Now I think some of you thinking to cause casualty to others unsecured wifi but my friends don't think for that as the hackers are keeping the wifi connection unsecured for trapping the persons who uses unsecured wifi.

Now its upto you what you will do.

Thanking you

Urproblemmysolution team

1 comment:

Sitanshu said...

Dear Sujit,

On May 17 2010, Google themselves admitted that they have mistakenly collected Data from Unsecured Networks for the past 3 years.

The company said the error came to light after the German data protection authority audited the Wi-Fi data collected by Street View cars for use in location-based products such as Google Maps for mobile.

The authority revealed that as well as collecting SSID information (the network's name) and MAC addresses (the number given to Wi-Fi devices such as a router), Google had also been collecting payload data such as emails or web page content being viewed.

This incident has put Google to shame, for this company Pontificates about the issue of Data Privacy and Client Trust.

"We want to delete this data as soon as possible, and are currently reaching out to regulators in the relevant countries about how to quickly dispose of it," said Eustace - Head of An Engineering Group at Google. "Maintaining people's trust is crucial to everything we do, and in this case we fell short."
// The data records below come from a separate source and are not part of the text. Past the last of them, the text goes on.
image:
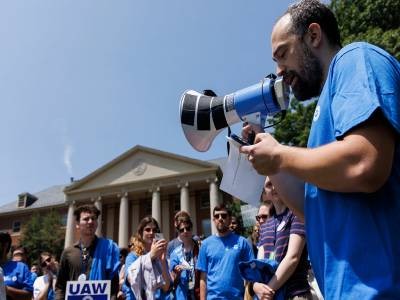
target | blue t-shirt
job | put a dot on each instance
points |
(187, 277)
(219, 257)
(126, 289)
(353, 238)
(17, 275)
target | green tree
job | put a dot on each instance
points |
(43, 232)
(295, 127)
(373, 21)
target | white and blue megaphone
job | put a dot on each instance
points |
(203, 117)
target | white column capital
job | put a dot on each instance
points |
(212, 180)
(122, 195)
(183, 184)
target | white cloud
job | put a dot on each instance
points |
(68, 150)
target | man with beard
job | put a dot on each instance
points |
(219, 257)
(91, 258)
(346, 183)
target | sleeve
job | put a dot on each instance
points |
(363, 81)
(297, 226)
(128, 261)
(248, 253)
(27, 279)
(174, 261)
(202, 259)
(62, 277)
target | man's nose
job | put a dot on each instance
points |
(280, 70)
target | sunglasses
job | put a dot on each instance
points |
(183, 229)
(259, 217)
(45, 262)
(223, 216)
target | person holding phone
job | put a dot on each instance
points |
(147, 253)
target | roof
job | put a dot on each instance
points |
(48, 197)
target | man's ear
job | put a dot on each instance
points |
(314, 35)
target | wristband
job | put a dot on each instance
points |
(251, 290)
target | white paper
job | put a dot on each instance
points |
(240, 179)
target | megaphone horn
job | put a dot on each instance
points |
(203, 117)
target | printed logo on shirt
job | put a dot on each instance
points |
(316, 113)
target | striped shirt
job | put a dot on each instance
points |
(274, 237)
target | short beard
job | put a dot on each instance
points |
(309, 81)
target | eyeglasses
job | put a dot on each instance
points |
(183, 229)
(223, 216)
(259, 217)
(87, 219)
(45, 262)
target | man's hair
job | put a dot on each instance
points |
(222, 207)
(5, 240)
(87, 208)
(305, 12)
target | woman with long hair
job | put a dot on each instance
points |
(151, 254)
(186, 279)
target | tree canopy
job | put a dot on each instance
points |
(43, 232)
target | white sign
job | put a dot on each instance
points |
(88, 290)
(240, 179)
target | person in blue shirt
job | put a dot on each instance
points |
(17, 277)
(144, 242)
(183, 260)
(219, 259)
(345, 184)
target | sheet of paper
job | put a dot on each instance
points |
(240, 179)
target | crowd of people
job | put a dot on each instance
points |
(345, 185)
(186, 267)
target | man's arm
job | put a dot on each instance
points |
(203, 286)
(360, 162)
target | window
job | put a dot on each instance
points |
(204, 200)
(16, 226)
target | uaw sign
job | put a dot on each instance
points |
(88, 290)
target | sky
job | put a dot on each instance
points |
(81, 82)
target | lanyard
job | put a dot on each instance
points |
(84, 258)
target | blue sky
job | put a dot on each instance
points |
(81, 82)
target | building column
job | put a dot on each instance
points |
(166, 221)
(69, 233)
(185, 203)
(110, 221)
(98, 204)
(135, 217)
(123, 221)
(214, 201)
(156, 205)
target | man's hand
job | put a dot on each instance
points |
(264, 154)
(158, 248)
(263, 291)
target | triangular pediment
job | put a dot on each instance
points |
(140, 164)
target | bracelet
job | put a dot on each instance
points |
(251, 290)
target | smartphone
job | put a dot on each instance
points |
(239, 140)
(159, 236)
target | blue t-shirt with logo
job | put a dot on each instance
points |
(353, 238)
(17, 275)
(219, 257)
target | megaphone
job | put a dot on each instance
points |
(203, 117)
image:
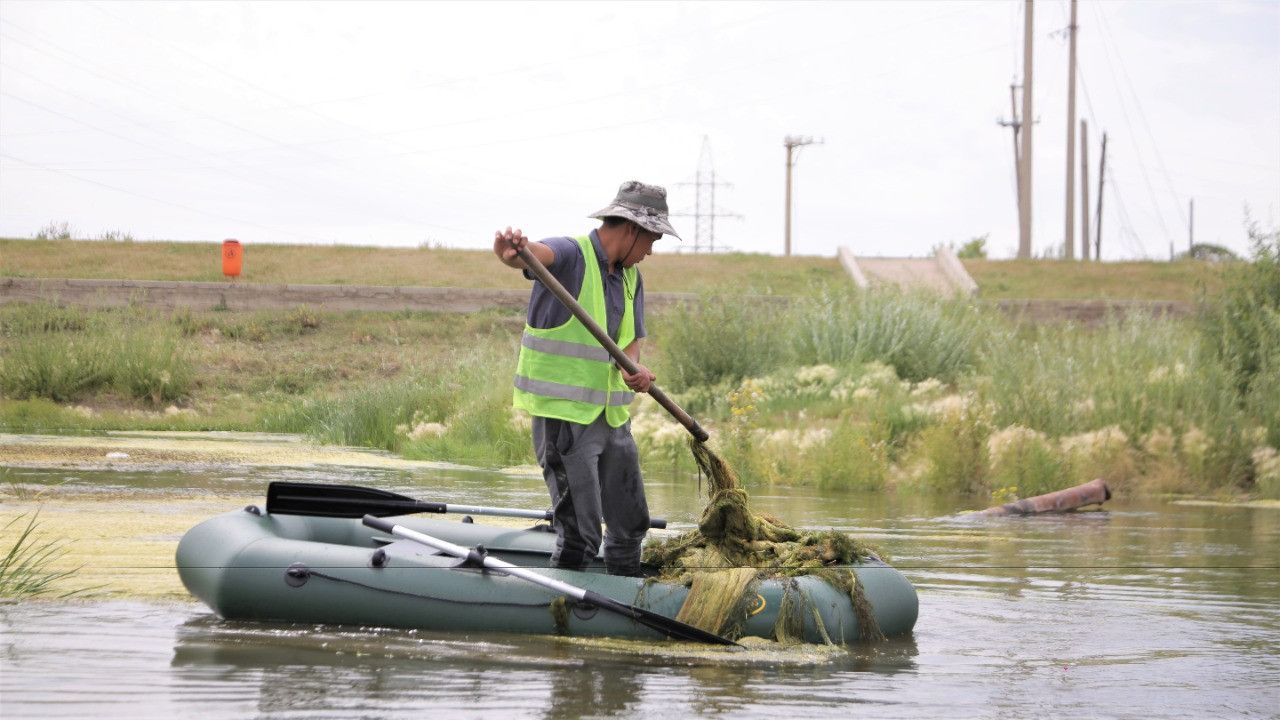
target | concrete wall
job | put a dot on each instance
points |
(248, 296)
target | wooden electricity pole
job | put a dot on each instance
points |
(792, 145)
(1102, 177)
(1191, 229)
(1018, 156)
(1084, 190)
(1069, 242)
(1024, 231)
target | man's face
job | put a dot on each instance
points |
(641, 247)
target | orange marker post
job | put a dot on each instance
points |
(233, 258)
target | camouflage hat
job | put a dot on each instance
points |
(643, 204)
If a company of the Stature of Google can make such mistakes, what can be said of lesser corporations.

Communication on Wi-Fi networks that aren't encrypted -- that is, open wireless networks -- can be easily intercepted. Some of the more popular packet sniffing tools are even free.

But capturing packets on an open Wi-Fi connection doesn't mean it's legally permitted.

A federal law called the Electronic Communications Privacy Act says that anyone who "intentionally intercepts" any electronic communication, including a wireless communication, is guilty of a crime. But accidental or inadvertent interception doesn't count.

Google says the interception was accidental, not intentional.

Even if this is the case, federal and state regulators might still be able to take action. California law prohibits "deceptive" business practices, which closely mirrors the charge of the Federal Trade Commission, which has the power to file a civil lawsuit asking for a fine if it views an infraction to be sufficiently serious.

The FBI made it clear in statements five or six years ago that accessing network data without permission is a violation of federal wiretapping laws.

Therefore, this article of Case Studies where such infractions (Using your wireless networks for illegal Activity) is extremely important for your readers. They must remember that Innocence is not Bliss when it comes to Law and Order. If their Networks are used they will be Prosecuted.